El desastre pesa más porque se trataba de los Oscars de la pandemia. Luego del cierre de las salas de cine, del atraso en los estrenos de los blockbusters, y la toma de plaza por parte de los streamings, los Oscar se habían planteado como meta proyectar una imagen de resiliencia. Por ello su negativa a ser una simple reunión en Zoom, los Oscar serían en vivo, con alfombra roja, aunque cuidando las normas sanitarias de sana distancia. Además, la ceremonia se veía beneficiada con el hecho de que la gran mayoría de ellos ya está vacunado.

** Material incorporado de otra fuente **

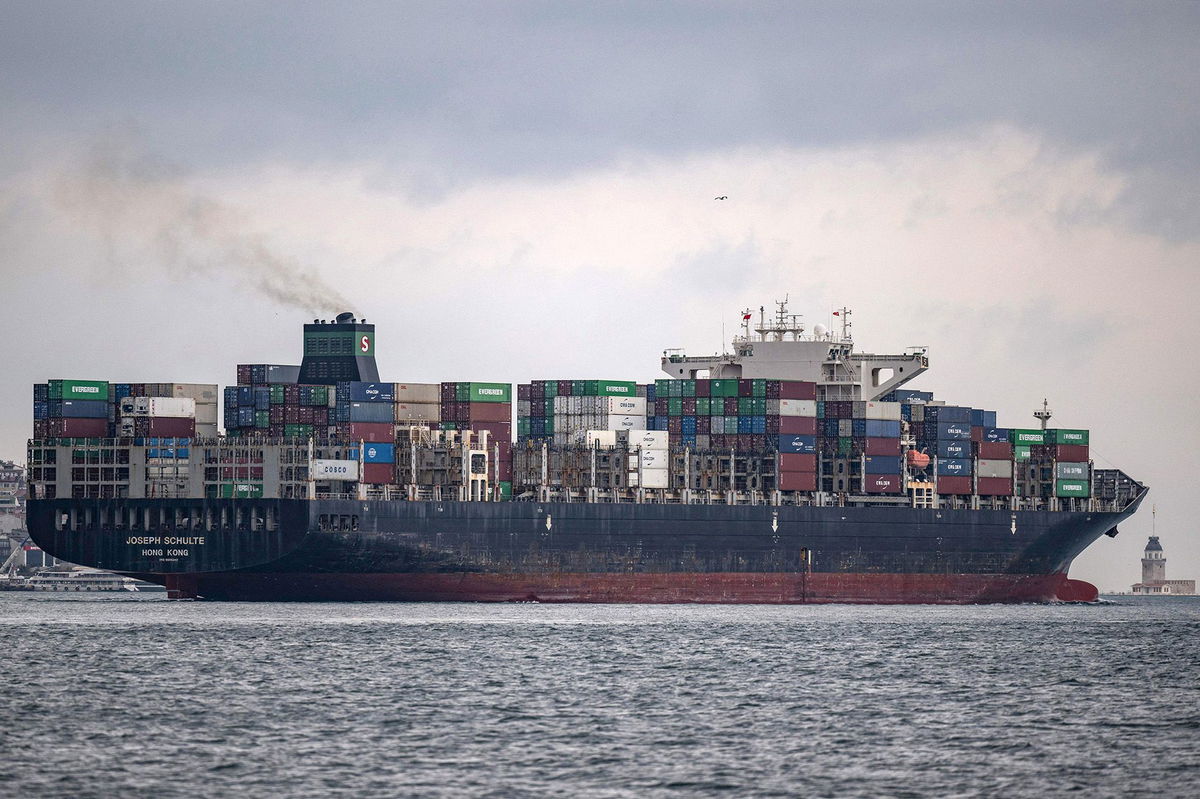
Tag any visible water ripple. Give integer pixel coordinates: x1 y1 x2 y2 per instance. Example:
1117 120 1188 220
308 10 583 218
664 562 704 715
0 595 1200 799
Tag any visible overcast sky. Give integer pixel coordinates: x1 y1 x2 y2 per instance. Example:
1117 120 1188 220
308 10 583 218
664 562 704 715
0 0 1200 590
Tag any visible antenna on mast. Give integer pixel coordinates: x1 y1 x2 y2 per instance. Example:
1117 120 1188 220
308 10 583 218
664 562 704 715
833 306 854 341
1033 398 1054 429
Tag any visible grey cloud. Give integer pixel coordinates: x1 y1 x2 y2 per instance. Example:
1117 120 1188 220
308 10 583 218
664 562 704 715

Así, esta vez, como quizá nunca otra, el show importaba mucho más que los premios mismos. Si ganaba Nomadland, o si le negaban o no el Oscar a Hopkins (que por fortuna si le dieron) era intrascendente: lo que importaba era proyectar esta imagen de continuidad. Aquí estamos, no nos han vencido, el cine sigue en pie.

El desastre está ahí, que ante esa expectativa, lo que obtuvimos fue una ceremonia impresionantemente aburrida, tremendamente larga, desconcertante incluso para los nominados (vean las tomas: he estado en bodas más divertidas), donde imperó el discurso progre y la cursilería. Un desesperado intento por gritar: nosotros también tenemos conciencia y reconocemos nuestros errores.

La ironía es que justo los Oscars más incluyentes de la historia fueron los menos vistos. Es decir, el mensaje ni siquiera llegó a todos los que tenía que llegar y al contrario, el único mensaje efectivo fue sobre cómo la ceremonia había sido un fracaso.

III

La pregunta del millón. ¿Cómo arreglar los Oscars? No lo sé. ¿Importa? Tal vez su destino sea desaparecer, tal vez su destino sea renovarse o morir, pero la renovación no sucederá cambiando el escenario, o dando el premio a Mejor Película antes que a Mejor Actriz.

El cambio implica imaginación (algo que definitivamente estuvo ausente el pasado domingo), pero también el regreso del sentido del humor. Porque si algo quedó claro con la 93 entrega de los premios de la Academia, es que si bien el cine no ha muerto, al parecer el humor sí.

Cuánto trabajo le cuesta a este Hollywood reir, burlarse de sí mismos, no tomarse tan en serio. Este Hollywood confunde solemnidad con seriedad, intimidad con peroratas, compromiso con enojo.

El resultado es claro. A este paso, el Oscar dejará de ser relevante como show y como termómetro cultural, porque como bien sabemos, nunca fue relevante como premio a lo mejor del cine.